The NPL in this research shows a significant difference with the highest value of 89.97 dBA in commercial land use. This is in contrast to Marathe 13 who found the highest NPL in the semi-residential land use (91.1 dBA). The NPL was further optimized by including the L50 factor, which addresses noise level. The optimized NPL seems appropriate for noise pollution assessment in residential zone or any other recipient environment that are of vital importance in terms of noise pollution. The index considers not only the traffic noise sources, but also all of the noise sources. Accordingly, it overestimates total noise level when considering the overall situation of noise pollution in a region. On the contrary, TNI including two factors of L10 and L90 which almost indicate peak and background noise levels would be more suitable for places such as crossroads where the L10 level is peak due to the noise of vehicle horn and high speed car passing sound effect. In conclusion, the use of this index is recommended for studies that are concerned with measuring traffic noise. It is worth noting that for greater difference between L10 and L90, the TNI will increase even more and subsequently, noise nuisance to the recipient environment becomes more. This is in line with the results of Chowdhury et al., 11 who reported the highest fluctuation rate in non-peak traffic hours in Kolkata City.
Comparing the traffic indices, it was found that either TNI or NPL has a significant difference at three occasions of morning, noon, and evening. Olayinka 10 obtained the same results in Nigeria in 2005. According to Olayinka, TNI and NPL both indices increased during the day, reached its peak in the afternoon, and fell down in the evening. 7
Equivalent sound pressure level shows the highest positive correlation with L50 factor.
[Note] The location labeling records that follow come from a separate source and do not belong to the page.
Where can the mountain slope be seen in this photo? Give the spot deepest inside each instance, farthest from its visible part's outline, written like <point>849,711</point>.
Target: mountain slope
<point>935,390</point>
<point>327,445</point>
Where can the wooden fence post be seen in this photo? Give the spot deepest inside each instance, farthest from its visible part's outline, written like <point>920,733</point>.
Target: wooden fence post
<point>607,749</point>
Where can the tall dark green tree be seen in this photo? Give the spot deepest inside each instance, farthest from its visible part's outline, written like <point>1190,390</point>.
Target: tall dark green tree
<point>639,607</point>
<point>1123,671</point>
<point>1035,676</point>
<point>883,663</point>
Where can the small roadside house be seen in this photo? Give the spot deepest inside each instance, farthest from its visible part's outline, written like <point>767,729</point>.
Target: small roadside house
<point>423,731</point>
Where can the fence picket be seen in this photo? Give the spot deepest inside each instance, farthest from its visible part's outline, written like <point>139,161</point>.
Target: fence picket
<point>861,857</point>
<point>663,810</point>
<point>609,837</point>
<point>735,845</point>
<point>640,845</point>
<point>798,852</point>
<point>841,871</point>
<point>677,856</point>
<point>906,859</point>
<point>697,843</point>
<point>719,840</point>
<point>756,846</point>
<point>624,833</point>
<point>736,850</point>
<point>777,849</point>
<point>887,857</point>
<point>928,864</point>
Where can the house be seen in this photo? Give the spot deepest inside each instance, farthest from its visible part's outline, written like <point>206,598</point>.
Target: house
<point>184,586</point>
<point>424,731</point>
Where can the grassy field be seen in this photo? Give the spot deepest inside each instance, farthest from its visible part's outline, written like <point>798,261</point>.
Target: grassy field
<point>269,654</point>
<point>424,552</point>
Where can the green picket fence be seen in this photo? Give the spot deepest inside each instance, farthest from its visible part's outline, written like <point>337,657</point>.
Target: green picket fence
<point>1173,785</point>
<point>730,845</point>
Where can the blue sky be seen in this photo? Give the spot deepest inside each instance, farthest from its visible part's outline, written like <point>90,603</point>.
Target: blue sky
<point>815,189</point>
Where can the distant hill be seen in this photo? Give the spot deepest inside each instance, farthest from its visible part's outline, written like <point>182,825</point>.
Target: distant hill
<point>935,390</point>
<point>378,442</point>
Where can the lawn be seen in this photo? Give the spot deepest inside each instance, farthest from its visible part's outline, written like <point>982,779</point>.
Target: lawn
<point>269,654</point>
Similarly, Golmohammadi 34 achieved to the same results in Hamadan City in 2005. The NII value of 1.50 confirms that NPL exceeds residents’ tolerance threshold causing citizens’ complaints. Marale 14 in a similar investigation in two pilgrimage cities of India revealed that the 0.45 dBA-NII value in Dehu City was the reason for 6.6% of noise-induced complaints. This value was reported equal to 1.23 in Alandi City, which accounts for 28.33% of noise-induced complaints.
Conclusion
This research compares applicability of road traffic indices for the first time in the world. According to the research findings, it is highly recommended to use an optimal traffic index, instead of using multiple indices. This can lead to savings in time and budget. NPL is advised when it is required to assess general status of noise pollution in a region. The TNI is preferred for detailed assessment of noise impacts and for comparing the noise level at different passages and land uses. In addition, when the effect of noise on human as a recipient and/or source of noise is considered, then, NII would be a better choice. This research was performed to show noise pollution status in an urban area at different land uses and to measure sensitivity of traffic noise indices to the equivalent sound pressure level parameters. This research is a starting point for discussing and explaining the issue and identifies the need for the research. Definitely, further research is required to confirm the obtained results.
Footnotes
Acknowledgements
The authors are grateful to Mrs. Hosseini at GIS Department of Municipality of Tehran, District 14 for her sincere contribution towards implementing the present study. Special thanks to Mr. Kaveh Aghamiri and Dr. Amir Hossein Javid who helped the authors in this project.
Declaration of conflicting interests
The author(s) declared no potential conflicts of interest with respect to the research, authorship, and/or publication of this article.
Funding
The author(s) received no financial support for the research, authorship, and/or publication of this article.